Using the standard topology of $\mathbb{R}$ is sufficient to ensure that a compact subset of $\mathbb{R}$ is closed and bounded and vice versa. A standard topology of $\mathbb{R}$ is Hausdorff. I wonder if there is a nonHausdorff topology on $\mathbb{R}$ such that with respect to which a subset of $\mathbb{R}$ is compact if and only if it is closed and bounded.
Note: Thanks to the contributors' works. I made a mistake. What I am after is a nonHausdorff topology $\tau$ on $\mathbb{R}$ such that, if $\tau'$ is the usual topology on $\mathbb{R}$, a subset of $\mathbb{R}$ is $\tau$-compact if and only if it is $\tau$-closed and $\tau'$-bounded. It is great to know the existence of that type of nonHausdorff topology ($\tau$-bounded) as given in an answer below too.
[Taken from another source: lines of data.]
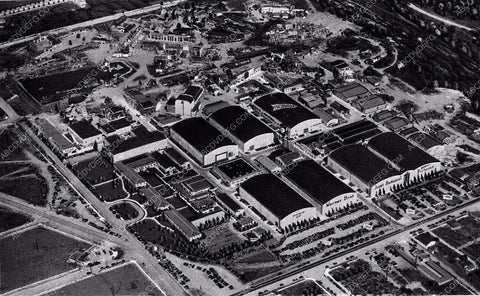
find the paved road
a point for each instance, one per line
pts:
(90, 23)
(439, 18)
(144, 258)
(265, 283)
(69, 225)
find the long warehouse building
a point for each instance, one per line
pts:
(277, 201)
(243, 128)
(324, 189)
(287, 113)
(203, 141)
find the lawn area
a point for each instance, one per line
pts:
(125, 210)
(95, 170)
(150, 231)
(470, 226)
(218, 237)
(10, 219)
(123, 281)
(35, 255)
(306, 287)
(11, 145)
(9, 170)
(30, 189)
(454, 238)
(251, 274)
(262, 256)
(111, 191)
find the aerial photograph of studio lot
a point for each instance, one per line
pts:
(299, 147)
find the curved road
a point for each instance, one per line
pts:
(361, 246)
(132, 246)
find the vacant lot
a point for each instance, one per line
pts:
(123, 281)
(33, 190)
(95, 170)
(303, 288)
(149, 231)
(111, 191)
(11, 145)
(35, 255)
(8, 169)
(125, 210)
(10, 220)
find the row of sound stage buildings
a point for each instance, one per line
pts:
(305, 189)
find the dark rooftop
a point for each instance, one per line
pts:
(315, 180)
(142, 137)
(194, 91)
(362, 163)
(284, 109)
(84, 129)
(275, 195)
(229, 202)
(176, 156)
(200, 134)
(392, 146)
(246, 125)
(119, 123)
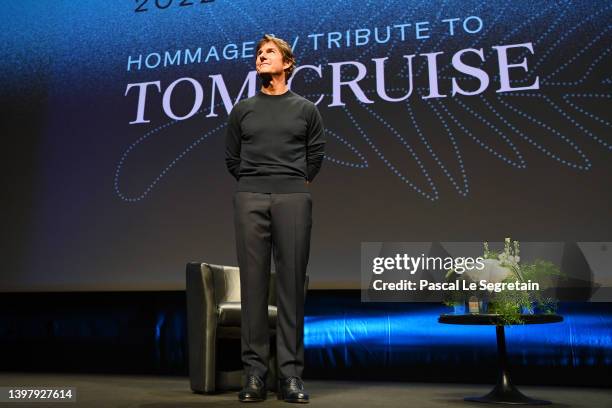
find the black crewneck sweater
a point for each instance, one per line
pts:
(274, 143)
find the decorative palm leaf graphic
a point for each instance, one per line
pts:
(423, 142)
Consider the equivalence relation generated by $x\sim y$ if they both are in $[0,1]$. Then let $\tau$ be the topology saturated by such relation (i.e. take the quotient space and then pull back the quotient topology). Explicitly, you declare a set open if it is open in Euclidean topology and if, whenever it contains a point in $[0,1]$ then it contains the whole $[0,1]$.
Such topology in not hausdorff because points in $[0, 1]$ are indistinguishable. But from the fact that the quotient space is homeo to $\mathbb R$ you get the desired property.